L’Écho des femmes fête son prix Orange
Le 18 septembre, L’Écho des femmes a tenu un 5 à 7 pour fêter l’obtention de ce 19e prix Orange de l’association des groupes d’intervention en santé mentale du Québec (AGIDD-SMQ).
Durant deux ans, les intervenantes de L’Écho des femmes ont couché sur le papier 20 ans d’expérience dans le livre intitulé Il était une fois… Les Dames de cœur.
« L’objectif est de donner des clés sur la façon de monter un groupe d’entraide en santé mentale. On parle de la première rencontre et de différentes thématiques comme le deuil, la rupture, la colère ou l’isolement », explique Geneviève Boily, intervenante à l’Écho des femmes.
« Ce document a été nourri de l’expérience de femmes, c’est dans ce sens-là qu’il est si riche. Plutôt que de partir de la théorie, il part vraiment de la base, de faits vécus », déclare Doris Provencher, directrice générale de l’AGIDD-SMQ.
« Avec le courage d’aborder ce thème souvent tabou, L’Écho des femmes ouvre un dialogue », ajoute-t-elle.
Les Dames de cœur
« Il était une fois… Les Dames de cœur a été élaboré à partir de 20 ans d’histoire, de mots et maux de femmes, d’écoute, d’échanges, de questionnements, d’entraide, de rires et de larmes, de découvertes, de luttes et d’action », peut-on lire dans le communiqué du centre.

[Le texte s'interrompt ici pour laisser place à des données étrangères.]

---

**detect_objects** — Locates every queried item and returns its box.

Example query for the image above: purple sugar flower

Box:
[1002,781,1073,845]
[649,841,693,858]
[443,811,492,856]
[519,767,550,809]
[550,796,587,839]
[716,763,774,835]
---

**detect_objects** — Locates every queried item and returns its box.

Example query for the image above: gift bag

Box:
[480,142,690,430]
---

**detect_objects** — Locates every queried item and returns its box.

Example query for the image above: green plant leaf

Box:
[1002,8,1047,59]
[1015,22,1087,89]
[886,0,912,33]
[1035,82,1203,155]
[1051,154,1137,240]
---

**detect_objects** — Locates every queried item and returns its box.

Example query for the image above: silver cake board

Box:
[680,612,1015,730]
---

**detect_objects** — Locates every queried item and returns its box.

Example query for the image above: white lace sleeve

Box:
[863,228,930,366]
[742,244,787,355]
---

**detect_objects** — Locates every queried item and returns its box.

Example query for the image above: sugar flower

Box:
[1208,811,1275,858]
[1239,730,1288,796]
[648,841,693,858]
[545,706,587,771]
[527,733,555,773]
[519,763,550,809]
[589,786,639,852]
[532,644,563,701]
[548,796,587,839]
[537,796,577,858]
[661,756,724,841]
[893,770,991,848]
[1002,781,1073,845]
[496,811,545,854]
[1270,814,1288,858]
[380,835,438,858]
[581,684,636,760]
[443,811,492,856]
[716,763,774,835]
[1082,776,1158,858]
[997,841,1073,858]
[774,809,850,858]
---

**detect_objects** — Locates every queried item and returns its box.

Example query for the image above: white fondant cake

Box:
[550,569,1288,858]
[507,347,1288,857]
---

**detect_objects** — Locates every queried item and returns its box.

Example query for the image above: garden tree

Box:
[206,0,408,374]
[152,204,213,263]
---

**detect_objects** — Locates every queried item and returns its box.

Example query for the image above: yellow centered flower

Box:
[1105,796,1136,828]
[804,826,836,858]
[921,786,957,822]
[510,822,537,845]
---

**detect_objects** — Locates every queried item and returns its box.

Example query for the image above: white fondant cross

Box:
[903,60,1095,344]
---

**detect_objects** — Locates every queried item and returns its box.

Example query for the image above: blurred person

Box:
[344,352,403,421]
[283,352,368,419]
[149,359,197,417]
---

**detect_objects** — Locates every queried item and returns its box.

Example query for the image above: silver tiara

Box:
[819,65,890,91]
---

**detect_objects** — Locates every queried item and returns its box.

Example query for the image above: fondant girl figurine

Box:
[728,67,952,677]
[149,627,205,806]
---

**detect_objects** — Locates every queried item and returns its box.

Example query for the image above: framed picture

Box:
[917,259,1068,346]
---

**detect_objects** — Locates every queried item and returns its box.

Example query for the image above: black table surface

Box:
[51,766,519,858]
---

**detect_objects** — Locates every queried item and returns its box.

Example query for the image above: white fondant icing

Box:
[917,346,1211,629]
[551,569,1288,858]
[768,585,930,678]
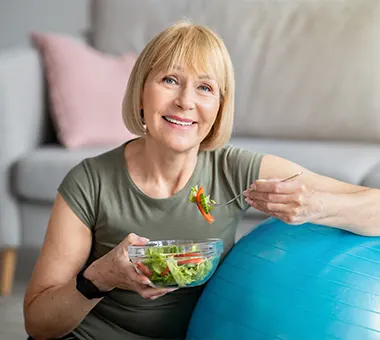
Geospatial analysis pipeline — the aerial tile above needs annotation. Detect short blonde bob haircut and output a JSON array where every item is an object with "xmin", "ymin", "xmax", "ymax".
[{"xmin": 122, "ymin": 20, "xmax": 235, "ymax": 150}]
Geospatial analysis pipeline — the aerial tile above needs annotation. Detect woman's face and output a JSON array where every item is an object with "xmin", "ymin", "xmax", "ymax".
[{"xmin": 142, "ymin": 66, "xmax": 220, "ymax": 152}]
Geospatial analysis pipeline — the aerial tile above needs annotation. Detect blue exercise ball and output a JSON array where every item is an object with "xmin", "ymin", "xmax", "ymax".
[{"xmin": 187, "ymin": 218, "xmax": 380, "ymax": 340}]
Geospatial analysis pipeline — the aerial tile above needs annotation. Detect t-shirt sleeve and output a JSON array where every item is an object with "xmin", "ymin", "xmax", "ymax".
[
  {"xmin": 222, "ymin": 146, "xmax": 264, "ymax": 209},
  {"xmin": 58, "ymin": 160, "xmax": 96, "ymax": 229}
]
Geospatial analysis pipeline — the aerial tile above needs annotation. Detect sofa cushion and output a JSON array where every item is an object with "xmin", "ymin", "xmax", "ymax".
[
  {"xmin": 12, "ymin": 138, "xmax": 380, "ymax": 216},
  {"xmin": 12, "ymin": 146, "xmax": 109, "ymax": 202},
  {"xmin": 32, "ymin": 33, "xmax": 136, "ymax": 149},
  {"xmin": 230, "ymin": 138, "xmax": 380, "ymax": 217},
  {"xmin": 93, "ymin": 0, "xmax": 380, "ymax": 142},
  {"xmin": 230, "ymin": 138, "xmax": 380, "ymax": 185}
]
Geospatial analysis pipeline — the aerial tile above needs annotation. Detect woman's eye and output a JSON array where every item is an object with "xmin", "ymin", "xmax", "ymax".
[
  {"xmin": 163, "ymin": 77, "xmax": 177, "ymax": 85},
  {"xmin": 199, "ymin": 85, "xmax": 212, "ymax": 92}
]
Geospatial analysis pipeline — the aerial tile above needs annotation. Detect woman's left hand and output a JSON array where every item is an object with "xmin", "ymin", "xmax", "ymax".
[{"xmin": 244, "ymin": 178, "xmax": 322, "ymax": 224}]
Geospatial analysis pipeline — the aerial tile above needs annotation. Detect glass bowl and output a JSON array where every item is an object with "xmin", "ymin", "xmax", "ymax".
[{"xmin": 128, "ymin": 238, "xmax": 224, "ymax": 288}]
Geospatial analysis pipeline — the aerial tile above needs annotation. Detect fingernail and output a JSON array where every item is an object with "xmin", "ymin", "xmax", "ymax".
[
  {"xmin": 166, "ymin": 288, "xmax": 178, "ymax": 293},
  {"xmin": 245, "ymin": 197, "xmax": 253, "ymax": 205}
]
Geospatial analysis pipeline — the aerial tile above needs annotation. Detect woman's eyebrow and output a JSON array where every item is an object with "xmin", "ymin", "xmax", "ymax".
[{"xmin": 173, "ymin": 65, "xmax": 216, "ymax": 81}]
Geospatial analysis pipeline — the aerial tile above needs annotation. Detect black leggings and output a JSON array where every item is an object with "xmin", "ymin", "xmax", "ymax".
[{"xmin": 27, "ymin": 333, "xmax": 78, "ymax": 340}]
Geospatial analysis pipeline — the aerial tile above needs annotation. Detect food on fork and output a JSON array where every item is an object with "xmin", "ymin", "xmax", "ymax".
[{"xmin": 189, "ymin": 185, "xmax": 215, "ymax": 224}]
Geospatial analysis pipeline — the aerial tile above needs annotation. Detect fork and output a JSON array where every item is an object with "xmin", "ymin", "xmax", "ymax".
[{"xmin": 212, "ymin": 171, "xmax": 303, "ymax": 208}]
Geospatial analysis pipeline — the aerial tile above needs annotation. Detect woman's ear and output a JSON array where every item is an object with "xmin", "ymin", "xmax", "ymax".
[{"xmin": 140, "ymin": 109, "xmax": 145, "ymax": 125}]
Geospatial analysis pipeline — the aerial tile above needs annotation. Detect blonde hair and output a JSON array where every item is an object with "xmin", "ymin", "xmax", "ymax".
[{"xmin": 122, "ymin": 21, "xmax": 235, "ymax": 150}]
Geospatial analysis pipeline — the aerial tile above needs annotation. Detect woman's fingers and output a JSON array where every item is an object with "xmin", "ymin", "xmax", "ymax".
[{"xmin": 136, "ymin": 285, "xmax": 177, "ymax": 300}]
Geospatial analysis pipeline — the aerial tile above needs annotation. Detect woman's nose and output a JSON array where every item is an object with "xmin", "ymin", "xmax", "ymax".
[{"xmin": 175, "ymin": 87, "xmax": 195, "ymax": 111}]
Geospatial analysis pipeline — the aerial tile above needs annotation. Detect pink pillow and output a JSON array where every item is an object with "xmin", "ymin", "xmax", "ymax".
[{"xmin": 31, "ymin": 33, "xmax": 136, "ymax": 149}]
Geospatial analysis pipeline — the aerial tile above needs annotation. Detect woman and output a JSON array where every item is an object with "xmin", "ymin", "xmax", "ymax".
[{"xmin": 24, "ymin": 23, "xmax": 380, "ymax": 340}]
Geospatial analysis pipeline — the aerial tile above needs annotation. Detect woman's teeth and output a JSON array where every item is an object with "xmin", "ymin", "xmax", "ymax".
[{"xmin": 163, "ymin": 116, "xmax": 193, "ymax": 126}]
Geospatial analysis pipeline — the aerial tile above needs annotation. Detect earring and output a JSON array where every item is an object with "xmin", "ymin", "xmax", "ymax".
[{"xmin": 140, "ymin": 109, "xmax": 145, "ymax": 125}]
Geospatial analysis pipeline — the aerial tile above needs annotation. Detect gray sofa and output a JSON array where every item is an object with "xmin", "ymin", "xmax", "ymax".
[{"xmin": 0, "ymin": 0, "xmax": 380, "ymax": 294}]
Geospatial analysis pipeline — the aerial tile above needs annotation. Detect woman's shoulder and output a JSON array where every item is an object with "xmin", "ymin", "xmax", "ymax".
[
  {"xmin": 67, "ymin": 144, "xmax": 124, "ymax": 182},
  {"xmin": 200, "ymin": 144, "xmax": 263, "ymax": 162}
]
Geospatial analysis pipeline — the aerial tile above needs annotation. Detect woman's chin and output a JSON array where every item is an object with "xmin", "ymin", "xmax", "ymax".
[{"xmin": 164, "ymin": 137, "xmax": 199, "ymax": 153}]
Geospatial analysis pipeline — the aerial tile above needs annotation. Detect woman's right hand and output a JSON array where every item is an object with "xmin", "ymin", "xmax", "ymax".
[{"xmin": 84, "ymin": 233, "xmax": 177, "ymax": 300}]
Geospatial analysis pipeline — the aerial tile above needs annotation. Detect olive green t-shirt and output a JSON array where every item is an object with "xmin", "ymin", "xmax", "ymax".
[{"xmin": 58, "ymin": 139, "xmax": 263, "ymax": 340}]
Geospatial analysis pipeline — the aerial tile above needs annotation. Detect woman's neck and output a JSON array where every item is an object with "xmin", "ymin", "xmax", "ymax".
[{"xmin": 124, "ymin": 137, "xmax": 198, "ymax": 198}]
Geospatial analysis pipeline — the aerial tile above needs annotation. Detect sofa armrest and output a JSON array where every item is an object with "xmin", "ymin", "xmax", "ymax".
[{"xmin": 0, "ymin": 47, "xmax": 46, "ymax": 248}]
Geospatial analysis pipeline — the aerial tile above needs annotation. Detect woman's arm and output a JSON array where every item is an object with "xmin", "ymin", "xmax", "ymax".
[
  {"xmin": 245, "ymin": 155, "xmax": 380, "ymax": 236},
  {"xmin": 24, "ymin": 194, "xmax": 175, "ymax": 340},
  {"xmin": 24, "ymin": 195, "xmax": 100, "ymax": 339}
]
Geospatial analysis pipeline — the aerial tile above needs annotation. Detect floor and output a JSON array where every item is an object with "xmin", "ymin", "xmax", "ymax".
[
  {"xmin": 0, "ymin": 249, "xmax": 38, "ymax": 340},
  {"xmin": 0, "ymin": 220, "xmax": 260, "ymax": 340}
]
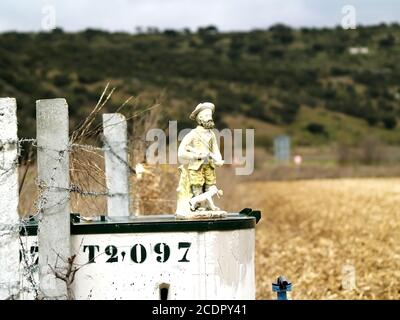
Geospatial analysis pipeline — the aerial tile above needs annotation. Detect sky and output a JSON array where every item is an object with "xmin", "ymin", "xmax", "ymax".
[{"xmin": 0, "ymin": 0, "xmax": 400, "ymax": 32}]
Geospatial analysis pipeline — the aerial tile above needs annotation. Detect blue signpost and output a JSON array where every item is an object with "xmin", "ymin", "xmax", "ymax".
[
  {"xmin": 272, "ymin": 276, "xmax": 292, "ymax": 300},
  {"xmin": 274, "ymin": 135, "xmax": 290, "ymax": 163}
]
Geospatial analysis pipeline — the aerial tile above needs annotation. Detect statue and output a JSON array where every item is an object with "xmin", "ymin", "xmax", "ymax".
[{"xmin": 176, "ymin": 102, "xmax": 226, "ymax": 218}]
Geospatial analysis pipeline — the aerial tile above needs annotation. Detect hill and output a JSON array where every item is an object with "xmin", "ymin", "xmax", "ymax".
[{"xmin": 0, "ymin": 24, "xmax": 400, "ymax": 147}]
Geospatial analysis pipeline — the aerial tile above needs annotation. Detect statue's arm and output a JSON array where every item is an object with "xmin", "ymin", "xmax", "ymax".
[
  {"xmin": 178, "ymin": 132, "xmax": 207, "ymax": 161},
  {"xmin": 211, "ymin": 132, "xmax": 224, "ymax": 166}
]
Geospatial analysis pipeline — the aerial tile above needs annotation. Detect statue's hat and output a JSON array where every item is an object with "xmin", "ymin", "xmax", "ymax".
[{"xmin": 189, "ymin": 102, "xmax": 215, "ymax": 120}]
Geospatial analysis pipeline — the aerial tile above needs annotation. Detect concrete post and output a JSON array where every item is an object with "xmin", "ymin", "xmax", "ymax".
[
  {"xmin": 0, "ymin": 98, "xmax": 19, "ymax": 300},
  {"xmin": 103, "ymin": 113, "xmax": 130, "ymax": 217},
  {"xmin": 36, "ymin": 99, "xmax": 70, "ymax": 299}
]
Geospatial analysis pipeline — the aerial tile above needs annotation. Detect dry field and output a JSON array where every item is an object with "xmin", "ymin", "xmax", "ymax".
[
  {"xmin": 20, "ymin": 158, "xmax": 400, "ymax": 299},
  {"xmin": 235, "ymin": 178, "xmax": 400, "ymax": 299}
]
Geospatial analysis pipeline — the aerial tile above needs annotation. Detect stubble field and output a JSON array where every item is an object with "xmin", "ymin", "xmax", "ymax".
[{"xmin": 231, "ymin": 178, "xmax": 400, "ymax": 299}]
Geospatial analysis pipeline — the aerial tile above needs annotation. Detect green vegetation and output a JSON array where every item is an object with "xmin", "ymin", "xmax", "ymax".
[{"xmin": 0, "ymin": 24, "xmax": 400, "ymax": 147}]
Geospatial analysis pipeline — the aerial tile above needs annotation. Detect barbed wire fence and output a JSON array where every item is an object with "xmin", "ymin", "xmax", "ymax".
[{"xmin": 0, "ymin": 88, "xmax": 175, "ymax": 299}]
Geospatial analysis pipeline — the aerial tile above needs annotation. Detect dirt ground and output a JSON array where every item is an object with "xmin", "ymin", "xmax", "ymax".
[{"xmin": 234, "ymin": 178, "xmax": 400, "ymax": 299}]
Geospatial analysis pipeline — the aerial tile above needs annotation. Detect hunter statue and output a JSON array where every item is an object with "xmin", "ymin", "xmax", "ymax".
[{"xmin": 176, "ymin": 102, "xmax": 226, "ymax": 218}]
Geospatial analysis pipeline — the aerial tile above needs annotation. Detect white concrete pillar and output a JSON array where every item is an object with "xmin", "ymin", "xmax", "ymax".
[
  {"xmin": 103, "ymin": 113, "xmax": 130, "ymax": 217},
  {"xmin": 0, "ymin": 98, "xmax": 19, "ymax": 300},
  {"xmin": 36, "ymin": 99, "xmax": 70, "ymax": 299}
]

Cette année, 16 femmes sont inscrites à la première session et plusieurs sont sur une liste d’attente. Chaque session est composée de sept rencontres de trois heures.
« Ces femmes n’ont pas d’étiquettes. Pour nous, le diagnostic n’est pas important. On souhaite qu’elles prennent soin de leur santé mentale. Nous prônons une approche non médicalisée », explique Mme Boily.
Depuis 1996, l’AGIDD-SMQ décerne ses prix Orange et Citron. Le prix Orange est remis à qui s’illustre pour le respect des droits des personnes vivant un problème de santé mentale.
Le prix Citron est décerné à qui contrevient au respect des droits de ces personnes. Cette année, il a été décerné au syndic du Collège des médecins jugés très complaisant avec les médecins fautifs, notamment en ce qui concerne les affaires d’inconduites sexuelles dont les victimes souffrent souvent de problème de santé mentale.